The private collector Holger Lüdtke discovered pieces of a fossilized skeleton in the limestone quarry in February 1999. An inspection by the Landesmuseum Hannover revealed that the find was a paleontological sensation. Both fossilized herbivores and predatory dinosaurs were identified during this initial review. A further investigation in August 1999, carried out by a commission from the dinosaur park in Münchehagen and the Geological Institute of Leibniz University Hannover, of around 40 tons of lime, showed that further finds can be assumed in the layers of the Upper Jurassic.

"Juramuseum Harz"

As a result of what happened, demands were raised regarding the establishment of an open-air museum "Juramuseum Harz". Inspired by the existing business model in the Münchehagen Dinosaur Park, consideration was given to using plastic reconstructions of dinosaurs, along with a beach landscape including an underwater tunnel.
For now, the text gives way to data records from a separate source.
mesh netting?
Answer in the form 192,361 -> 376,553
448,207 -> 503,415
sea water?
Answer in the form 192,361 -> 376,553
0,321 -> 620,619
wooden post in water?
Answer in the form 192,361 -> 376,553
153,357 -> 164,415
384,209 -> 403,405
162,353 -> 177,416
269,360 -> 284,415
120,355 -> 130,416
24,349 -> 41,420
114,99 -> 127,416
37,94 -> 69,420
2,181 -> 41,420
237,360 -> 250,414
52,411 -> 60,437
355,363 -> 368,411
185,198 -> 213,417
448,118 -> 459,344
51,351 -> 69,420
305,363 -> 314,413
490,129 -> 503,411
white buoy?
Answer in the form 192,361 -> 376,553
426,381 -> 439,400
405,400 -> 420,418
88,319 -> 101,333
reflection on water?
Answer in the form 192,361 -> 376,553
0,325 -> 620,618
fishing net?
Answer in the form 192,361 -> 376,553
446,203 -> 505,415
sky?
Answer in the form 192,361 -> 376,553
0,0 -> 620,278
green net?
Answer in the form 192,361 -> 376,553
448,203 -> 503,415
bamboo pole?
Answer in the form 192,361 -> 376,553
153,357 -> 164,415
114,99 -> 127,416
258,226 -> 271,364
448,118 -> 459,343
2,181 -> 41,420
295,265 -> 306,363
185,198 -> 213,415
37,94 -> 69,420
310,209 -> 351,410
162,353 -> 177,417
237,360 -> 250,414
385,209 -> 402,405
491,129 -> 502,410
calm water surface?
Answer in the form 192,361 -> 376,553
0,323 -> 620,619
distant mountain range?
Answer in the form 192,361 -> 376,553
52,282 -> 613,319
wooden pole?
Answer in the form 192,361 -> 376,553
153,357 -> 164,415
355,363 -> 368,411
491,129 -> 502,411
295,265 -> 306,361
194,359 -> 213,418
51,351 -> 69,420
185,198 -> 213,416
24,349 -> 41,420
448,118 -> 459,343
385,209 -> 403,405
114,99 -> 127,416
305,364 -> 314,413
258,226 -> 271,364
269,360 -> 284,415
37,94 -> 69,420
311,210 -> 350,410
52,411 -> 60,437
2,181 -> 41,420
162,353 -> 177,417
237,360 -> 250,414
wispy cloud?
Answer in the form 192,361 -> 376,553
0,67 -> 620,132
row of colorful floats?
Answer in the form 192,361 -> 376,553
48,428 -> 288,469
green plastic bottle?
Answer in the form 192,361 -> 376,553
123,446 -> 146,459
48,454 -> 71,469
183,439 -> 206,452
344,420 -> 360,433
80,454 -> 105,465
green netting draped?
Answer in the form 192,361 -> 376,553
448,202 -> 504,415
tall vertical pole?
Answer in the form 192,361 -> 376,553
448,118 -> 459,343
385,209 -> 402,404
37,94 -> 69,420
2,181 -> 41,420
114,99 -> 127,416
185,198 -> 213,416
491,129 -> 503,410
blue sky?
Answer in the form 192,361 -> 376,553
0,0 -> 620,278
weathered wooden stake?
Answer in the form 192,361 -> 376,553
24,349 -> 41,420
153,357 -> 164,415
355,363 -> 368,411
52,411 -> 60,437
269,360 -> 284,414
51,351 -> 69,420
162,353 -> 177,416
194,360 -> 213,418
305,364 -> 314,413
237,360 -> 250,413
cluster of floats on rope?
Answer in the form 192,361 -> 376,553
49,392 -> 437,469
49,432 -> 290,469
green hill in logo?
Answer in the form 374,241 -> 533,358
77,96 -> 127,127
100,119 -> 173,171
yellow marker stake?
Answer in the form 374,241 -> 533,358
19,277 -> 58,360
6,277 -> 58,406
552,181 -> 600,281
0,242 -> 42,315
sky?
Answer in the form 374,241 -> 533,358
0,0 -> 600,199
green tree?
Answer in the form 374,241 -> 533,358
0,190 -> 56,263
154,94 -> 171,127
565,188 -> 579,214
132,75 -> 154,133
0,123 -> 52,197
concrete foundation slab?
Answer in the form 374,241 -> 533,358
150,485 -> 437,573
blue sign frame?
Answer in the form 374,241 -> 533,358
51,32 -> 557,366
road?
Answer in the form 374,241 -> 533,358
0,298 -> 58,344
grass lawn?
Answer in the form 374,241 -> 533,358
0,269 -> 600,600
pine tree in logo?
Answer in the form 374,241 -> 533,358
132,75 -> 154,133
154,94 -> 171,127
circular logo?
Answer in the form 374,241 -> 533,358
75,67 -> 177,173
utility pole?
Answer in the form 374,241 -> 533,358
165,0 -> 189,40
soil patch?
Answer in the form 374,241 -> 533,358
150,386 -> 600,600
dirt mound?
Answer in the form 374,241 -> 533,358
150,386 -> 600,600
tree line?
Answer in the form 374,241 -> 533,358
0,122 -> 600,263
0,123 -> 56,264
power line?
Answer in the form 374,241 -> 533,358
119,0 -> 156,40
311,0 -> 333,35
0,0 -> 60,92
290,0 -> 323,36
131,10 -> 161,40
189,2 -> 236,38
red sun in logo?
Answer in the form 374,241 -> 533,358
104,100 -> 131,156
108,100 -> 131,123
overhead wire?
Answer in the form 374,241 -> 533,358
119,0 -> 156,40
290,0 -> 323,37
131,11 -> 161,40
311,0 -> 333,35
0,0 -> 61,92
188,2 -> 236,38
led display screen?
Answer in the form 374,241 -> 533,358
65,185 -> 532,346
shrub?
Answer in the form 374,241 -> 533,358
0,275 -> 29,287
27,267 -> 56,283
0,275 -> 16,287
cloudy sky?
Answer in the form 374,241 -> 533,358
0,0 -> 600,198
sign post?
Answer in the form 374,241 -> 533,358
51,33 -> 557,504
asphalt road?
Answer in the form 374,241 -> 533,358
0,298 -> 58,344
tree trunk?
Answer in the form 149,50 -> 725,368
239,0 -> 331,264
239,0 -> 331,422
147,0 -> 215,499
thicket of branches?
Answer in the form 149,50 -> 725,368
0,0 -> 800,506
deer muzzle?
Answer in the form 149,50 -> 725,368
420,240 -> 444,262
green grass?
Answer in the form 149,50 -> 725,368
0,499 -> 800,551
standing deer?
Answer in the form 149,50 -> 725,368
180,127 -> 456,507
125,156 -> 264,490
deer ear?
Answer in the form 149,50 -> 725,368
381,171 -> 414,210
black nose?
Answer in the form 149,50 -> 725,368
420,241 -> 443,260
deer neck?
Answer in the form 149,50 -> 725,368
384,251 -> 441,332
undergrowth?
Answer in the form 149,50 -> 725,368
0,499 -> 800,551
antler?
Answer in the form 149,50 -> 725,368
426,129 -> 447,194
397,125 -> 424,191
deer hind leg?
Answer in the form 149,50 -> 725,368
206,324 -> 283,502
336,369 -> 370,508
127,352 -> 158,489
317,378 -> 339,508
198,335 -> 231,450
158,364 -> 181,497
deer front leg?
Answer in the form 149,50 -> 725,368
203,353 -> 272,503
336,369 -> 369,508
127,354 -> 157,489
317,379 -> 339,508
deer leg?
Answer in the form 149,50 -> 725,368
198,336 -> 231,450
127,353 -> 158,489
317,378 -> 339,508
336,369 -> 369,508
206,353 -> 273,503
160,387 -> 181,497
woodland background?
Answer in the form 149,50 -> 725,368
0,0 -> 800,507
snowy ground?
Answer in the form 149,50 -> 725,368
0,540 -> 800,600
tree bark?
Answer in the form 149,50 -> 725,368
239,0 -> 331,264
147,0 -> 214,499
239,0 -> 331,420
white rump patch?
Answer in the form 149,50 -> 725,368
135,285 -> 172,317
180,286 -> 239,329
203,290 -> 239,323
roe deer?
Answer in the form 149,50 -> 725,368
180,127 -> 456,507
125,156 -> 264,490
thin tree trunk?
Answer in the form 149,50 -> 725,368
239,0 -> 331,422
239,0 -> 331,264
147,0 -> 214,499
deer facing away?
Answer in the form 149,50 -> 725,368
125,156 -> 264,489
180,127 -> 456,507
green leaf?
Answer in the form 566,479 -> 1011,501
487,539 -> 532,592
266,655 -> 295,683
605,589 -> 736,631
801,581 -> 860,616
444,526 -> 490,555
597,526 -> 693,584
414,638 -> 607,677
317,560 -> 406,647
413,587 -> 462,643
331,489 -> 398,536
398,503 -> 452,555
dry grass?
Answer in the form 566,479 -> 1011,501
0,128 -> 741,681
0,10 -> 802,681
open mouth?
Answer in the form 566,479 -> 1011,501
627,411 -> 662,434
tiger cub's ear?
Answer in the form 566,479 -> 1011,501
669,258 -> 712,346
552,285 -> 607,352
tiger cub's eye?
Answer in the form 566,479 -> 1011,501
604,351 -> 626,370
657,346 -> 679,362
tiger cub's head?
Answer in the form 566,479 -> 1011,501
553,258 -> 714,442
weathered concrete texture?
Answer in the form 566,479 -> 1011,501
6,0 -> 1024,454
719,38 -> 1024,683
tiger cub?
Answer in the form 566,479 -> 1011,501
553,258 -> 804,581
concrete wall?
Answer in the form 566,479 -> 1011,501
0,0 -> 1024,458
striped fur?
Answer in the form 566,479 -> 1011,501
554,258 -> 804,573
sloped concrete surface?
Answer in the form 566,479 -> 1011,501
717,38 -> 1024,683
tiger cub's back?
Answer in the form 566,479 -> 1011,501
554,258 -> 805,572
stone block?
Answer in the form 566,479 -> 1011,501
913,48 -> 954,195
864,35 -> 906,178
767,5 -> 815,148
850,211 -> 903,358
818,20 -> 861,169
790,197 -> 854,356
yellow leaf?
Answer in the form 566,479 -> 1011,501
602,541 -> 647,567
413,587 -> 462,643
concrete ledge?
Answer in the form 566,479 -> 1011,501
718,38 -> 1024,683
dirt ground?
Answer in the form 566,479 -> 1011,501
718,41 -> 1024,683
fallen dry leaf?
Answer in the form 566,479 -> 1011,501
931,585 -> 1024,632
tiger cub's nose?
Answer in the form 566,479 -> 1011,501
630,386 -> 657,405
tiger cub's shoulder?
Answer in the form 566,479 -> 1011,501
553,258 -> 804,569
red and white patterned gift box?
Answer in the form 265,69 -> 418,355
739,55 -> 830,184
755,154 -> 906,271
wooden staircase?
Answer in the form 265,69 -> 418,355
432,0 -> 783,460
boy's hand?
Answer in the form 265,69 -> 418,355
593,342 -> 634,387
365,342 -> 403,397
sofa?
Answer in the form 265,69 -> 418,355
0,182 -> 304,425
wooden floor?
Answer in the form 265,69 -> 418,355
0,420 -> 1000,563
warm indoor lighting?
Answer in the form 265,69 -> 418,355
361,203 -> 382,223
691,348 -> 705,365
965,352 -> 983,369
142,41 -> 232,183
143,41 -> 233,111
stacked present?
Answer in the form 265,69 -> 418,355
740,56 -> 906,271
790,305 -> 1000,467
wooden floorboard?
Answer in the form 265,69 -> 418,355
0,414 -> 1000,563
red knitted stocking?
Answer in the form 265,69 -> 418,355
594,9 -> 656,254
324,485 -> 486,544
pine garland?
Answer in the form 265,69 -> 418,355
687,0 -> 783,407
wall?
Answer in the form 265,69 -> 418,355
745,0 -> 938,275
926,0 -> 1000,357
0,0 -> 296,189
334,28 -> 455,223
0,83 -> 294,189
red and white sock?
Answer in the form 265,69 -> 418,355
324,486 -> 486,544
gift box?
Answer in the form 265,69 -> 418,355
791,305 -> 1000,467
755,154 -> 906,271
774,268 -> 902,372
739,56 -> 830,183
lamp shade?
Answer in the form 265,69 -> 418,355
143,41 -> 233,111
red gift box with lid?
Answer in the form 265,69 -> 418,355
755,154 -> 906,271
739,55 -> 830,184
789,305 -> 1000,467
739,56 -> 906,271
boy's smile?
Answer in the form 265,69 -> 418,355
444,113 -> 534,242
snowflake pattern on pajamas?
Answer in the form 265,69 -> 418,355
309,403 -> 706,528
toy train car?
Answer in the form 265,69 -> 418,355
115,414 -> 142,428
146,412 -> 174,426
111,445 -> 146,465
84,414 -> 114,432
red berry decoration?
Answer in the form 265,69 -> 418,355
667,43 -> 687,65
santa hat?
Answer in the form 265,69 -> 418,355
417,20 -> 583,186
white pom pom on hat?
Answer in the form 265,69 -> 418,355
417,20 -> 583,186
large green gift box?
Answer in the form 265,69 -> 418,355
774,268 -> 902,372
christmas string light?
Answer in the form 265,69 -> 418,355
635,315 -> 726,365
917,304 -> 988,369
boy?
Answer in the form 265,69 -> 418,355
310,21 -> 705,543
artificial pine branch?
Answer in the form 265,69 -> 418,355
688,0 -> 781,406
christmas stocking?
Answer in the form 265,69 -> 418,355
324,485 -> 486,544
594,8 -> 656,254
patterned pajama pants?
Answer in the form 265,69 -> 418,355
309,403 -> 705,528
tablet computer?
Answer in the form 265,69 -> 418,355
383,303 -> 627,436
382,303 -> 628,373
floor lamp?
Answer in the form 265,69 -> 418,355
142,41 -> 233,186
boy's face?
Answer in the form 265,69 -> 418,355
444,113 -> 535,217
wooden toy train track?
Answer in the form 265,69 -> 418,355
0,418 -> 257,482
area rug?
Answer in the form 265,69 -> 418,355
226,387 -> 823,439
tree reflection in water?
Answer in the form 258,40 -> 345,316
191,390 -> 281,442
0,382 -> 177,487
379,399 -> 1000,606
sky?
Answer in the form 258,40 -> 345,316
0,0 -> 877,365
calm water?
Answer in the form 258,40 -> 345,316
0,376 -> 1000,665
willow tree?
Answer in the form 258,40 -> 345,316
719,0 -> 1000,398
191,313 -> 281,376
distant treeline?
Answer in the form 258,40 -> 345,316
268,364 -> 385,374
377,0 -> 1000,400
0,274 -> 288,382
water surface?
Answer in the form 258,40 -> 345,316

However, these considerations subsided after around 2005.

Entrance to the quarry area from the south

Web links

Commons : Kalksteinbruch Langenberg  - Collection of pictures, videos and audio files

literature

  • Alfred Breustedt: Oker lime works . In: 950 years of Harlingerode. 1053-2003. (Ortschronik) Harlingerode 2003, OCLC 249318716 . Pp. 76-82.

Individual evidence

  1. a b c d Rudolf Fischer: The Upper Jurassic layer sequence from Langenberg near Oker . In: Arbeitskreis Paläontologie Hannover - magazine for amateur paleontologists . tape 19 , no. 2 , 1991, p. 21–36 ( ap-h.de [PDF; 4.5 MB ]).
  2. ^ A b José L. Carballido, P. Martin Sander: Postcranial axial skeleton of Europäischeaurus holgeri (Dinosauria, Sauropoda) from the Upper Jurassic of Germany: implications for sauropod ontogeny and phylogenetic relationships of basal Macronaria . In: Journal of Systematic Palaeontology . tape 12 , no. 3 , 2014, p. 335-387 , doi : 10.1080 / 14772019.2013.764935 .
  3. a b P. Martin Sander, Octávio Mateus, Thomas Laven, Nils Knötschke: Bone histology indicates insular dwarfism in a new Late Jurassic sauropod dinosaur . In: Nature . tape 441 , no. 7094 , June 8, 2006, p. 739-741 , doi : 10.1038 / nature04633 .
  4. ^ Joachim Fricke: Kalkwerk Oker - a description from 1953 . technikmuseum-online.de - Articles on the history of traffic and technology (private website), 2013, accessed on June 17, 2018.